Wednesday, October 28, 2009

Trick or Treat

     The lightest bit of snow starts to waft from a night without stars. I’m young, eleven or twelve years old. The few flakes on my glasses kaleidoscope the beams from oncoming headlights. I’m wearing a coat but underneath, I’m dressed as my favorite cartoon character in a homemade costume. My sister, age seven, is a fairy princess. It’s late and she’s tired. She leaves her wand in the car with Dad when we go up to the house.  
     “Trick or Treat!” 

     We’re at a house down the street from where we live. It’s tradition to start out at the farthest end of town and work the way back home. I’m fourteen when I go out with my friends David and Daniel. We skip tradition, starting with my immediate neighbors to circumnavigate the town until we bypass my house, hit up the Retirement home at the shaded end of the street and make it back to my porch. In our hands, heavy pillowcases full of candy. A few treasures that year are a pair of sodas and full-sized Hershey bars. After the inspection under the pretense of ‘safety,’ the haul is dumped into a large metal bowl to be kept until a time past Thanksgiving. When inevitably trashed in anticipation of the arrival of Christmas candy, there will only be a handful of Dum Dum lollipops, dried bubble gum and one or two of the orange/black taffies that never tasted good when they were fresh.   
     There are always leftovers. The bite-sized candy bars never make it past November 10th. My sister and I always take pieces when Mom and Dad aren’t looking but they raid the bowls while we’re away. Mom swipes a loose piece of gum for work. My father always has first rights to the Tootsie rolls and by the end of the month, only the fruit flavored ones remain – blue raspberry or banana. When I am twelve, the pile lasts until mid December.

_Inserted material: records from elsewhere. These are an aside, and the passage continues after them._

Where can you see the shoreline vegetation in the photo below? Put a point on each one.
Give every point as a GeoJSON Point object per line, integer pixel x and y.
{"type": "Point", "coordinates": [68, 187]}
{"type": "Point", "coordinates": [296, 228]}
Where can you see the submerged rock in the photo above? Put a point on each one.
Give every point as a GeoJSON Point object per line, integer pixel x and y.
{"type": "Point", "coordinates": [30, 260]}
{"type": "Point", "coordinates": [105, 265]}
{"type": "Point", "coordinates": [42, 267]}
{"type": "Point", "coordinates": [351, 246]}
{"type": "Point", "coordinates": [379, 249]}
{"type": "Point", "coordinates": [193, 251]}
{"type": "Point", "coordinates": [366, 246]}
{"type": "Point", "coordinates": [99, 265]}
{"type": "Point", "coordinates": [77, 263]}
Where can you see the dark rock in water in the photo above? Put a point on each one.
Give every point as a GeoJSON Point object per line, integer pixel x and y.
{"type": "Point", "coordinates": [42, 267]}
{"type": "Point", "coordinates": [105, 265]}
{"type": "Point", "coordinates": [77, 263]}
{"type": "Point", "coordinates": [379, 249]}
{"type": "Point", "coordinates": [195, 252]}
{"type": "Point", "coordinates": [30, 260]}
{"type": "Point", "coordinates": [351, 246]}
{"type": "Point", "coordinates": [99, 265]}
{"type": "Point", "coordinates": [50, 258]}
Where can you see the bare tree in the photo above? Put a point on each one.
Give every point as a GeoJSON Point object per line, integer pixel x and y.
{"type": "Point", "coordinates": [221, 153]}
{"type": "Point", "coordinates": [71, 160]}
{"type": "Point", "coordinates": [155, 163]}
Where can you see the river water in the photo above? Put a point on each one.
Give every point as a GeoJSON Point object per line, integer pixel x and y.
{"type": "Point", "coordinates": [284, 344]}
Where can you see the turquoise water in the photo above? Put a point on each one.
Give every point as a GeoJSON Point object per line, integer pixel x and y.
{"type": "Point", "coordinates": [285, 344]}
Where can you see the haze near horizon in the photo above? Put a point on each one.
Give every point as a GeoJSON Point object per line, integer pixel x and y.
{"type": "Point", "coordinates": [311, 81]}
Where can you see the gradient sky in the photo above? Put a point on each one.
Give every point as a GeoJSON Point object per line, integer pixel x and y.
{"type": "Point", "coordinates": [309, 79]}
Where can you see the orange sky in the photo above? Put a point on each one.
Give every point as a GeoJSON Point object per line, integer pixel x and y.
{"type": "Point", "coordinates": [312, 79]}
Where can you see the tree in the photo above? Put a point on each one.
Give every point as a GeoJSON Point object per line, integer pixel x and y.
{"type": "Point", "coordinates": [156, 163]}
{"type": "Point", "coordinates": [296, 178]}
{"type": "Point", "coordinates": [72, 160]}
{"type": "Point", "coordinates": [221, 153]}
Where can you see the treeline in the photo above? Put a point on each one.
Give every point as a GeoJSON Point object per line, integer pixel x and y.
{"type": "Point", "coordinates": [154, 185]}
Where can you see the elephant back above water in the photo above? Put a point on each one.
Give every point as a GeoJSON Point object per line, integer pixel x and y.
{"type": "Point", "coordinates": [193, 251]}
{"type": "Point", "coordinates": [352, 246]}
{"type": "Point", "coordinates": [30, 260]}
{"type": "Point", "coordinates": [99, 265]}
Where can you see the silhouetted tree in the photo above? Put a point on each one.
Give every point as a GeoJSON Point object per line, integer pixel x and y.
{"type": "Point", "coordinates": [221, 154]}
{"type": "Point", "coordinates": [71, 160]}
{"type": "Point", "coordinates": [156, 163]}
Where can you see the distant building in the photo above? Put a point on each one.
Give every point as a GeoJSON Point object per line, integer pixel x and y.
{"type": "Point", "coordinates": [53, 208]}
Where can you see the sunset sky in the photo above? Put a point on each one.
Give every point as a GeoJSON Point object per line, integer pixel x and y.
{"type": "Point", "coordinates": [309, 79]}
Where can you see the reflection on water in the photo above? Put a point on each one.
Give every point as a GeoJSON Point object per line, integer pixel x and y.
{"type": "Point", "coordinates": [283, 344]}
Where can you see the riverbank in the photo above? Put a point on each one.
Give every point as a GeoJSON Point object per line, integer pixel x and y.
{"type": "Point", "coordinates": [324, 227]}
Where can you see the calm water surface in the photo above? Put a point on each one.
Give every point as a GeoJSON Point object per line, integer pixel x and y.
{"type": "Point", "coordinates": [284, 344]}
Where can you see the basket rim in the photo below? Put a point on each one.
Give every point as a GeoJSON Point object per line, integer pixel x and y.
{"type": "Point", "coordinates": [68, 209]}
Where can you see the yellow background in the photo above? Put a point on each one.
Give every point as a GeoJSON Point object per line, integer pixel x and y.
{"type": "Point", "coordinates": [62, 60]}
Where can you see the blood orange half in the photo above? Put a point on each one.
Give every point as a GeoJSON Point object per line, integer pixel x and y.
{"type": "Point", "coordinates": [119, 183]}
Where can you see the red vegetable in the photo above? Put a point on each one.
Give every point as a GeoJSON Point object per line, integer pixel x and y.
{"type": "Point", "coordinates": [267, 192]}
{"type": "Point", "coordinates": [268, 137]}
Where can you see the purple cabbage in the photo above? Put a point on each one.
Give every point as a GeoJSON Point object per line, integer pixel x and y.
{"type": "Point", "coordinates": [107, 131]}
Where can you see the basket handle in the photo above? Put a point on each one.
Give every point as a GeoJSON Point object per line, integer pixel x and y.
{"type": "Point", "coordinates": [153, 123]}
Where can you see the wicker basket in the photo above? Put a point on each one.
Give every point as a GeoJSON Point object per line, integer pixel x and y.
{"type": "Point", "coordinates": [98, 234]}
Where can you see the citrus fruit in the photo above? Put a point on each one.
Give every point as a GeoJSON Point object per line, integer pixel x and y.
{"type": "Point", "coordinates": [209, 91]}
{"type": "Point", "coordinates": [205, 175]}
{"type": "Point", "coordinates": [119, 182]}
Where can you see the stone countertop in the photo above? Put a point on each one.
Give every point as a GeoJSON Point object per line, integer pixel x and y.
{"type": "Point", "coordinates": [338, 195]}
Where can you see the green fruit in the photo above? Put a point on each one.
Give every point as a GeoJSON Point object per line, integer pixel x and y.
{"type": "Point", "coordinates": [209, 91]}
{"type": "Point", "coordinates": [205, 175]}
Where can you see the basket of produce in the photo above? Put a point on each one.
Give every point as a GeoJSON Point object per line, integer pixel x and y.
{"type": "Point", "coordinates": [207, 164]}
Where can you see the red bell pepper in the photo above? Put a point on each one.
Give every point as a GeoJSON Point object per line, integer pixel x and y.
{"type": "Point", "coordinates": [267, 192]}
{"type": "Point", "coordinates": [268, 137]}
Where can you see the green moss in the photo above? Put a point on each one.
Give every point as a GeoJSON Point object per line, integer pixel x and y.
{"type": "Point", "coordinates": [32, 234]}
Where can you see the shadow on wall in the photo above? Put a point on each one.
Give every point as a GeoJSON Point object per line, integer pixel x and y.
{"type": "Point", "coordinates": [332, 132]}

Fourteen and it’s gone down pretty much at the end of November.
     I’m sixteen. The candy won’t last past the first week this year. My costume consists of half a make-up’s crayon of black painted across my face if I was trying out for a garage black-metal band. A home-sewn cloak, made a year earlier, dug out of the closet, adds to the look that says I’m less dressed for Halloween and more for a Church of Satan potluck. My friends, adorning greasepaint to look like clowns, just as well straddle the line between ‘doing enough’ and ‘not doing anything at all.’   
     Going out trick or treating is a last minute decision this year. Daniel and David have each moved away to different parts of the country. It’s Mark, Will and Brian, regular visitors who will crash the night out in the living room. New additions this year are Gina, Mark’s girlfriend, and Mary, the girl with the shaved hair, dyed kool-aid red, a recent move from Ohio, ended up with us because she had nowhere else to go. None of us have anywhere to go, which is why we go out. Mary is a punk rock ballerina. Gina abstains from costuming. The other three clown up to clown around before we make a quick loop around the neighborhood. We take only plastic grocery bags and end up with nothing more than a few handfuls worth. It’s not about the treat. It’s about the time and how wild we can be using it up. Leaps over curbs. Windmill arms spinning. Shouting ‘Happy Halloweeen!” to passing cars. We spend the rest of the night playing cards, watching movies and exhausting our energy till there is nothing to do but sleep. 
     At fifteen, I’m a poorly cobbled costume out of a hooded sweater and sunglasses.
     “I’m the Unabomber. Trick or treat.”
     Seventeen, I put even less effort into it.
     “I don’t know. I’m a starving artist. Trick or treat.”
     I’m not clever to say that I’m doing this for a sick little brother, getting that extra ‘sympathy candy.’ More times than not, when they as “What are you supposed to be?” it is unmasked and honest, without a smile or saccharine tone in their voice.
     I didn’t dig out the rubber mask in the basement and go as a ‘werewolf postal worker.’ I’m seventeen and there’s no excitement in dressing up, in making construction paper Jack-o-Lanterns for the wall or carving a real one for the porch. At fifteen, I listen to too much Led Zeppelin and carve Robert Plant out of a pumpkin. Robert Plant, and not a vampire? Not even a scary face? At seventeen, only my father and sister pick out pumpkins.
     The man behind his screen door with arm wrapped around the plastic container of bite-sized Baby Ruths wants to know who this is teenager, wearing a beat-up long wool coat—a brown coat, not even black as the holiday merits—and why is he begging on the doorstep. I have no excuses. I’m trying to get some kind of haul that year so I can squeeze some meaning out of this holiday.
     Seventeen and my last thrill out of Halloween is some junk food to scarf down for a few weeks is the only appeal of October 31st. It used to be something bigger. It used to take weeks to prepare the costume and the coat I wear is something I found in five minutes. At twelve, at fourteen, my participation was sincere, and my participation was rewarded. At seventeen, I was cheating. I had ignored the calendar as the time dwindled away and when it was too late, I end up lying to myself and the world that I was really into it, that Yeah. I’m a part of it. I’m into Halloween. But look at me. No trick, no treat. No costume, no candy.
     The man behind the screen door is too polite to turn me down.  He drops a piece of candy into my pillow case. It hits the side and lands on the small pile at the bottom. The sound is small, just the weighted krissh of plastic on plastic.
     I say “Thank you,” and head to the next house.